ResAD: Normalized Residual Trajectory Modeling for End-to-End Autonomous Driving
This addresses a fundamental optimization challenge in autonomous driving systems, offering a novel method to improve trajectory prediction and safety, though it is incremental in refining existing approaches.
The paper tackles the spatio-temporal imbalance in end-to-end autonomous driving trajectory data, which leads to suboptimal learning and safety issues, by proposing ResAD, a framework that predicts residual deviations from an inertial reference and uses point-wise normalization, achieving a state-of-the-art PDMS of 88.6 on the NAVSIM benchmark.

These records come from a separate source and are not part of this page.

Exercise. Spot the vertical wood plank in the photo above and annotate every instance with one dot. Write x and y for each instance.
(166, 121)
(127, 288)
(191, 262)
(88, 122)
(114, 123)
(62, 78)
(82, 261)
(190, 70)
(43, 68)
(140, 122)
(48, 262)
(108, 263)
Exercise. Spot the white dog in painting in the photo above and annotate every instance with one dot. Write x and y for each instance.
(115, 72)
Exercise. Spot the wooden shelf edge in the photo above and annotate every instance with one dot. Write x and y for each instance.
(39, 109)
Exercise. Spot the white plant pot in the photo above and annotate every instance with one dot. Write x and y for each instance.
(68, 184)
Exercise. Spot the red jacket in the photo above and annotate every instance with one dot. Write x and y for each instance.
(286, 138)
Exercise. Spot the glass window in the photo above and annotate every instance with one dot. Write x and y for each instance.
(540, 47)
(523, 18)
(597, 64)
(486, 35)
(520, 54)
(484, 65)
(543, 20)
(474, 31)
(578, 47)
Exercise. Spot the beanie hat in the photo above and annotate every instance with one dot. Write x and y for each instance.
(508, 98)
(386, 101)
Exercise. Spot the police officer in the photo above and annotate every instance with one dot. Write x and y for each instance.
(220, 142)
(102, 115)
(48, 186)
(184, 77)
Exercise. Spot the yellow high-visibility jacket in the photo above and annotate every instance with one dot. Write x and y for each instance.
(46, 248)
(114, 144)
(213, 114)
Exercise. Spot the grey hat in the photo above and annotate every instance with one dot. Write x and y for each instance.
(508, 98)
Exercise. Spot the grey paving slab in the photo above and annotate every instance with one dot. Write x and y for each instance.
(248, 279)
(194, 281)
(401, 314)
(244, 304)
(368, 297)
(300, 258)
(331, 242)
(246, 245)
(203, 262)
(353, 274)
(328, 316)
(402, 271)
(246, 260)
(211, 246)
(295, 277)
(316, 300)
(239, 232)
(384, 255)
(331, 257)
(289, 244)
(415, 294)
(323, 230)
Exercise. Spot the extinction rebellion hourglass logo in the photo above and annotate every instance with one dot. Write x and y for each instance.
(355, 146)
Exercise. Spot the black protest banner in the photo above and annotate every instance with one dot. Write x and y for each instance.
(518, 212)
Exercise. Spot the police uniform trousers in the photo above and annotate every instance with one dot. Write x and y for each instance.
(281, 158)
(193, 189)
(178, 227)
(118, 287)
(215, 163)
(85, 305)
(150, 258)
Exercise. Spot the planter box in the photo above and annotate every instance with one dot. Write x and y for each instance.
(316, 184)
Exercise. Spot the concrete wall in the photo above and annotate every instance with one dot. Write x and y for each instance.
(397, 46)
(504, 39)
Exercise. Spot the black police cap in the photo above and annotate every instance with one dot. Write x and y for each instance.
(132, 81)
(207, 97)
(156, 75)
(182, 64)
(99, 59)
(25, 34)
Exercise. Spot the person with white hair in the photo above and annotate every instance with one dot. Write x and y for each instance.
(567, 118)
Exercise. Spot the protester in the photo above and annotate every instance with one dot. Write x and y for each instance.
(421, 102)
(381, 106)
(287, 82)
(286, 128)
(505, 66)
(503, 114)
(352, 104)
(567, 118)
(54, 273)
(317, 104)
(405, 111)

End-to-end autonomous driving (E2EAD) systems, which learn to predict future trajectories directly from sensor data, are fundamentally challenged by the inherent spatio-temporal imbalance of trajectory data. This imbalance creates a significant optimization burden, causing models to learn spurious correlations instead of causal inference, while also prioritizing uncertain, distant predictions, thereby compromising immediate safety. To address these issues, we propose ResAD, a novel Normalized Residual Trajectory Modeling framework. Instead of predicting the future trajectory directly, our approach reframes the learning task to predict the residual deviation from a deterministic inertial reference. The inertial reference serves as a counterfactual, forcing the model to move beyond simple pattern recognition and instead identify the underlying causal factors (e.g., traffic rules, obstacles) that necessitate deviations from a default, inertially-guided path. To deal with the optimization imbalance caused by uncertain, long-term horizons, ResAD further incorporates Point-wise Normalization of the predicted residual. It re-weights the optimization objective, preventing large-magnitude errors associated with distant, uncertain waypoints from dominating the learning signal. Extensive experiments validate the effectiveness of our framework. On the NAVSIM benchmark, ResAD achieves a state-of-the-art PDMS of 88.6 using a vanilla diffusion policy with only two denoising steps, demonstrating that our approach significantly simplifies the learning task and improves model performance. The code will be released to facilitate further research.